The late-stage trials – ASCLEPIOS I and II probed the efficacy and safety of ofatumumab 20mg given as a once-monthly subcutaneous injection, in comparison to daily once oral Aubagio 14mg in a total of 1,882 adult patients with multiple sclerosis (MS).
Both the studies met the primary endpoints, which were to prove superiority of the Novartis’ investigational drug to Aubagio. The parameter for these was lowering of the frequency of confirmed relapses as assessed by the annualized relapse rate (ARR) in patients treated for up to 30 months.
Novartis said that key secondary endpoints of delaying time to confirmed disability progression were also met in the ASCLEPIOS I and II studies.
Ofatumumab also delivered sustained efficacy, while showing a favourable safety profile, said the Swiss pharma giant. Its safety profile in the ASCLEPIOS studies is on par with the observations from phase 2 trials.
According to the pharma major, ofatumumab binds to the CD20 molecule on the B-cell surface, thereby inducing potent B-cell lysis and depletion.
The company reported positive phase 2b results for the investigational drug in MS patients in 2014. In the phase 2b trial, the anti-CD20 monoclonal antibody demonstrated a marked significant reduction in the number of new brain lesions in the first 24 weeks after its administration.
In August 2016, Novartis initiated ofatumumab’s phase 3 program in RMS. The Swiss company obtained rights for the monoclonal antibody from Genmab in MS and all other indications in late 2015.

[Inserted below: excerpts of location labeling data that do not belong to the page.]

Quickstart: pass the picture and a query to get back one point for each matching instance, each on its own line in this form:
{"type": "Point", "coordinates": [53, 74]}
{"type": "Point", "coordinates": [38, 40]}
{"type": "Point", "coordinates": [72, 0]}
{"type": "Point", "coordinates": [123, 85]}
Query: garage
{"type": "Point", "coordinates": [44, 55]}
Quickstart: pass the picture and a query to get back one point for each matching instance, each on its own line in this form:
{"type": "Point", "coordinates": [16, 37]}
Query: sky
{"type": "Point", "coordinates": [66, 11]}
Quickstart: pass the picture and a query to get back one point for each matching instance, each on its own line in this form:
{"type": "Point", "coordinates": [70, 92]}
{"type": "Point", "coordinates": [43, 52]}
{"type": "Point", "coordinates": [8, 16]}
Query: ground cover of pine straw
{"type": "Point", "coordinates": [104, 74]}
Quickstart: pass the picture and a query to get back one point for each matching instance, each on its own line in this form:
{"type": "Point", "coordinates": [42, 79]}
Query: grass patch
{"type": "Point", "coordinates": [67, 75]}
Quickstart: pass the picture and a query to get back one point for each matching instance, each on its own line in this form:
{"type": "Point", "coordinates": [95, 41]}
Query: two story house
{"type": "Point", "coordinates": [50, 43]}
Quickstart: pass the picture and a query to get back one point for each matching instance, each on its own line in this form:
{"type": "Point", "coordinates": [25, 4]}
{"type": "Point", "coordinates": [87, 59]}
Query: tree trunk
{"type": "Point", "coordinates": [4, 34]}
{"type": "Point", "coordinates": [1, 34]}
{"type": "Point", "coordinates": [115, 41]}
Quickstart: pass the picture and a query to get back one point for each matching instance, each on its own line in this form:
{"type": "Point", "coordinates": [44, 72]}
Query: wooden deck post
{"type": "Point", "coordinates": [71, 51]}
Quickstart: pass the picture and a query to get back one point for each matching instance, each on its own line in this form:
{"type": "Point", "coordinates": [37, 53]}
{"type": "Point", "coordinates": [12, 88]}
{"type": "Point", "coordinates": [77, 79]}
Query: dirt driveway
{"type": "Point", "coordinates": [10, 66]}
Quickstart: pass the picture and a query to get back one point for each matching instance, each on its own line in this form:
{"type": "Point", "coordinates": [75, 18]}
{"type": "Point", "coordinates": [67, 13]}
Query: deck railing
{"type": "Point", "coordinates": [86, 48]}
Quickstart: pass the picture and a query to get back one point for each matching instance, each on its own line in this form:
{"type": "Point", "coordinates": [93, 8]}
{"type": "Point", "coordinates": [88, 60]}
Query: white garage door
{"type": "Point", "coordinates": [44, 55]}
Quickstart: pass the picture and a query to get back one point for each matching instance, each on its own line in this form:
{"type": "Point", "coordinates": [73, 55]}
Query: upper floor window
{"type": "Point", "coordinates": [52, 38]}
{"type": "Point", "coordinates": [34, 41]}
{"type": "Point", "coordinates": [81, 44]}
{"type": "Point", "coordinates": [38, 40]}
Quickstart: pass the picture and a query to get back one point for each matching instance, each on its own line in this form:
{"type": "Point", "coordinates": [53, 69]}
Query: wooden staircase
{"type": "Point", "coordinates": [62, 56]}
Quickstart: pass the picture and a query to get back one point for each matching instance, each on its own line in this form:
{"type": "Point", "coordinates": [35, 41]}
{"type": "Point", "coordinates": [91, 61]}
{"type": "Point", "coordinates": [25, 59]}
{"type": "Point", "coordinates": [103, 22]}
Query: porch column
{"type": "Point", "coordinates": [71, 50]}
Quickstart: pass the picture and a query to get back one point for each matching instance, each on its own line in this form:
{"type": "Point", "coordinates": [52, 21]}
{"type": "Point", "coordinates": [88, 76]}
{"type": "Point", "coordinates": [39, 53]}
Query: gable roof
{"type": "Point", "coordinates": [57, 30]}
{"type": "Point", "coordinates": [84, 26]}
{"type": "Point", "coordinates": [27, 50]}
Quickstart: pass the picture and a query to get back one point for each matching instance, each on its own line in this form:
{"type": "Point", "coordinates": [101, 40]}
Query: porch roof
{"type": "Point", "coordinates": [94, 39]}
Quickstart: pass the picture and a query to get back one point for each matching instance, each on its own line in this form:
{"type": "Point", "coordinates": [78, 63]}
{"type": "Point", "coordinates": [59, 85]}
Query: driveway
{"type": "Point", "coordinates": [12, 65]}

Novartis will look to initiate submissions to health authorities to seek their approval for the investigational MS drug by the end of the year.
Novartis chief medical officer and global drug development head John Tsai said: “Ofatumumab, if approved, could be a highly attractive treatment option for a broad RMS patient population, including early MS.
“The powerful study results are a reflection of our commitment to reimagine MS treatment at all stages of the disease.”